INTRODUCTION
COVID-19 has revealed weaknesses and vulnerabilities in global and regional health governance, with the proliferation of “fake health news” and the Surgisphere scandal exacerbating the dissemination of fake medicines.1–4 These weaknesses are of particular concern in developing countries with inadequate health infrastructures.5,6
Research into finding an effective treatment for COVID-19 has continued unabated. Although some observational studies showed early promise with chloroquine and hydroxychloroquine, subsequent randomized trials revealed the lack of clinical benefit on these drugs.7,8 The discontinuation of the major trials on hydroxychloroquine—recovery9 and solidarity10—further strengthens the notion that it may not be effective, especially in severe COVID-19 cases. Subsequently, randomized trials revealed positive outcomes associated with remdesivir and dexamethasone use in people with severe COVID-19.11,12 Remdesivir was associated with shorter time to recovery,11 whereas dexamethasone significantly cut mortality rates in people on oxygen support.12 COVID-19 management protocols in different jurisdictions are modified accordingly, although firm evidence is needed to clearly understand the benefit of these drugs and to whom. On top of that, accelerated vaccine developments are underway in various countries, with 21 of them currently under clinical evaluation and one in phase III testing.

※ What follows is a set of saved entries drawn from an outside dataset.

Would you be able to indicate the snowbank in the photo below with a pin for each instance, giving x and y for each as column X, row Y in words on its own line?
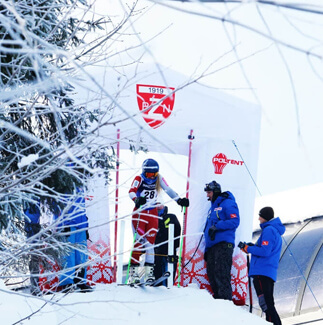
column 114, row 305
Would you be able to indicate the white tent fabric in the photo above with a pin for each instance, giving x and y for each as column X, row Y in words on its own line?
column 97, row 210
column 225, row 148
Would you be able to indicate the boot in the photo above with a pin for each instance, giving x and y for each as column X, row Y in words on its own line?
column 134, row 274
column 149, row 272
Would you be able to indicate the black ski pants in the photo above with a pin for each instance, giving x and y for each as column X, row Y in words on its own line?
column 264, row 287
column 218, row 268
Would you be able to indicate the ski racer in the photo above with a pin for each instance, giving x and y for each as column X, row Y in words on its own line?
column 219, row 233
column 144, row 193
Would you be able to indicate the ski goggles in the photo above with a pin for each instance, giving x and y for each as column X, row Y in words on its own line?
column 151, row 175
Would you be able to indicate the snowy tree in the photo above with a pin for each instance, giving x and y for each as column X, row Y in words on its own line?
column 39, row 121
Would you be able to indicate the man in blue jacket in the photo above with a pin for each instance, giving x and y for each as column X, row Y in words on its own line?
column 74, row 223
column 32, row 227
column 265, row 256
column 219, row 233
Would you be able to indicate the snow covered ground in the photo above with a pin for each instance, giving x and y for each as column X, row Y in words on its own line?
column 116, row 305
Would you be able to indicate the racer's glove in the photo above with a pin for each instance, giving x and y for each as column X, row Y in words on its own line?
column 183, row 202
column 139, row 201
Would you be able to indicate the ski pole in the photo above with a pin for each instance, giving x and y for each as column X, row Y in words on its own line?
column 249, row 284
column 180, row 257
column 133, row 246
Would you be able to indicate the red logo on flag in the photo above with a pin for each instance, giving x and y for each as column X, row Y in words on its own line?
column 220, row 160
column 156, row 104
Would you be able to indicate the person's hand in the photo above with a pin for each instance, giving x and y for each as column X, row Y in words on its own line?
column 212, row 232
column 66, row 230
column 243, row 246
column 183, row 202
column 139, row 201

Given the urgency associated with finding the magic bullet for COVID-19, research has become increasingly challenging and is resulting in self-examination by the scientific community and the wider public about the governance of fast-tracked research.13 The hype with chloroquine and hydroxychloroquine at the beginning was associated with misinformation14—sometimes in the form of “fake health news”—and incidents of quarantine-based supply chain disruption and stockpiling.15
For the Global South, the pandemic exacerbates the existing proliferation of substandard and falsified medical products, and these trends are likely to continue as effective drugs continue to emerge from ongoing trials. The WHO defines substandard products as “authorized medical products that fail to meet quality standards or specifications, or both” and falsified products as “products that deliberately/fraudulently misrepresent identity, composition, or source.”16 Considering less than 30% of regulatory agencies in the world can ensure the adequacy of medicines and vaccines,17 pandemics of COVID-19 proportion would inevitably present enormous regulatory challenges. Health emergencies can create an environment of confusion, distraction, and vulnerability stemming from the pandemic, as health systems become more stressed and the workload of individuals increased. These environments create opportunities for substandard and falsified medicines to be more easily introduced into the marketplace by unscrupulous operators. It is worth noting that supply chains are fragile even in normal times,18 and the COVID-19 pandemic made the vulnerabilities with the supply chains even more noticeable. The supply chain disruption caused by the reduced production and export of some medicines owing to closure of China’s active pharmaceutical ingredient and raw material supply revealed this vulnerability.19 This has stimulated debate on the need to diversify the sources of pharmaceutical supply to ensure continuity of supply across the globe.20 There are ongoing industry efforts to support initiatives to maximize domestic productions of raw materials to prevent disruption to the supply chain in the future.19–21 These problems particularly need further attention in fragile healthcare systems and are highly dependent on the import of medicines to cover their domestic demand.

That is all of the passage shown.